## Boggle Solver

A facebook recruiter asked me to write the code for this particular problem. While I was able to suggest the algorithm correctly, I messed up my code. So here is the *problem statement*:

**Given a 4×4 array with randomly selected letters in it and a dictionary of valid words, find which words can be made from this array by starting from any of the 16 letters and moving in any direction (the only constraint being that you cannot come to a node twice while making a word)**

The first thing you should see here that this is clearly a Graph problem. The second noticeable aspect is that the maximum length of a word from such an array (with the constraint) can be 16 and the minimum length can be 1.
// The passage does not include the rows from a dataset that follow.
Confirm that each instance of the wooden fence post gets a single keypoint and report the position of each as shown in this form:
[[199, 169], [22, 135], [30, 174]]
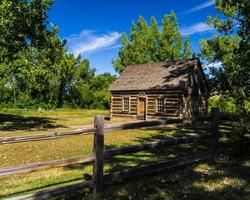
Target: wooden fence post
[[215, 114], [98, 153]]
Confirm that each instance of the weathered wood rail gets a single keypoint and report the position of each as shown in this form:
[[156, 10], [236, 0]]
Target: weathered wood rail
[[84, 131], [100, 153]]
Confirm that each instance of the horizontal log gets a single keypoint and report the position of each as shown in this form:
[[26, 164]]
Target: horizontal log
[[45, 165], [50, 136], [133, 125], [46, 194], [84, 131], [147, 169], [118, 176], [157, 144]]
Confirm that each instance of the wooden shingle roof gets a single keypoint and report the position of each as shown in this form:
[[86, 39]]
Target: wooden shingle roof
[[155, 76]]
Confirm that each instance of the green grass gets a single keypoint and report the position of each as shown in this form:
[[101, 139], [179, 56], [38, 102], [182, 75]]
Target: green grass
[[19, 122], [226, 180], [82, 145]]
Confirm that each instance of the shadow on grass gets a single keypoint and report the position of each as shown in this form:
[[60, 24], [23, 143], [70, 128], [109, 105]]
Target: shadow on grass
[[10, 122], [224, 180]]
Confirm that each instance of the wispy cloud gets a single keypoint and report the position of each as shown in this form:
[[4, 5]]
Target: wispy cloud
[[201, 6], [88, 41], [200, 27]]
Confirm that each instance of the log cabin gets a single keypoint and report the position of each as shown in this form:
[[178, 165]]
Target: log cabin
[[176, 89]]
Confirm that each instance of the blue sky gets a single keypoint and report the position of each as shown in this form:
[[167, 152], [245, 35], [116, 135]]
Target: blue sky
[[93, 27]]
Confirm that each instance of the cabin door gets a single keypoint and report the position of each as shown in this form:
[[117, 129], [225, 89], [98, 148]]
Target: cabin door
[[141, 114]]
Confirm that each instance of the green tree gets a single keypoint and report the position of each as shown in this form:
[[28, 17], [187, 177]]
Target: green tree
[[22, 24], [231, 49], [148, 43], [187, 49], [171, 39]]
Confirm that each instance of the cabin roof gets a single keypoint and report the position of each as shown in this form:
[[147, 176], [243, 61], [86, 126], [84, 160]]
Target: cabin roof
[[155, 76]]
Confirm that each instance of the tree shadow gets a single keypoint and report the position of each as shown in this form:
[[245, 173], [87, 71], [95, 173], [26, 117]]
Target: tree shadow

Since you have to look for all possible combinations starting from every point, Depth First Search comes to mind (why not Breadth First Search? Think about it). What you should do is* apply DFS starting at each of the 16 nodes in the array.* At every step, you add the newly formed word to a data structure meant to store strings (not allowing duplicates).

Once you have this data structure ready with you, all you need to do is search for each word in the dictionary that you have been provided. 🙂

Clear enough?

PS: Please code the DFS in the 4×4 array. It is not as simple as you assume it to be. 🙂

PPS: Does anyone have a better solution?

I think you can solve this by building a trie (well, not exactly) from the 4×4 matrix. This can be done elegantly, using only 16 nodes, and the constraint of not revisiting a node can be fixed by passing around a set of nodes already visited.

I think this solution is close to optimal, since you’re not generating any extra strings. It can be optimized further by intelligently handling duplicate neighboring characters.

http://pastebin.com/LnvzVmLd

Moreover, it might be possible, with some effort, to bypass the creation of the trie altogether, and use the matrix itself as a trie.

Yes, I can use a trie. But a dictionary can have millions of words. And searching each of them in a trie is not efficient.

Right, I didn’t consider that. Linearly going through the dictionary is very stupid. Anyways, fun problem. 🙂

My Approach : I assume the dictionary of words is a trie . so basically when you run dfs from each of the nodes you simultaneously traverse the reached node (of dfs) in the trie and if any of them end up as a valid string(leaf node in trie) , you increment the match_count . If you want the matching string too , then during the build of trie you can maintain pointer(s) to the string to which it points (assume dictionary of words are in an array).

My Question : For this quesstion we would need to find all possible paths frm node A to node B right ? how is this handled ? will running dfs from every node do this?

I agree with your approach of maintaining the Dictionary as a trie. It is essentially what I suggested, except that you can do away with storing all the combinations. However, why do you need the pointer to string from the trie nodes that you mentioned?

And of course, DFS from each node will cover all possible paths. There is nothing that you have to search for. The DFS simply implies covering all paths in a DFS-like manner. Apologies if I confused you.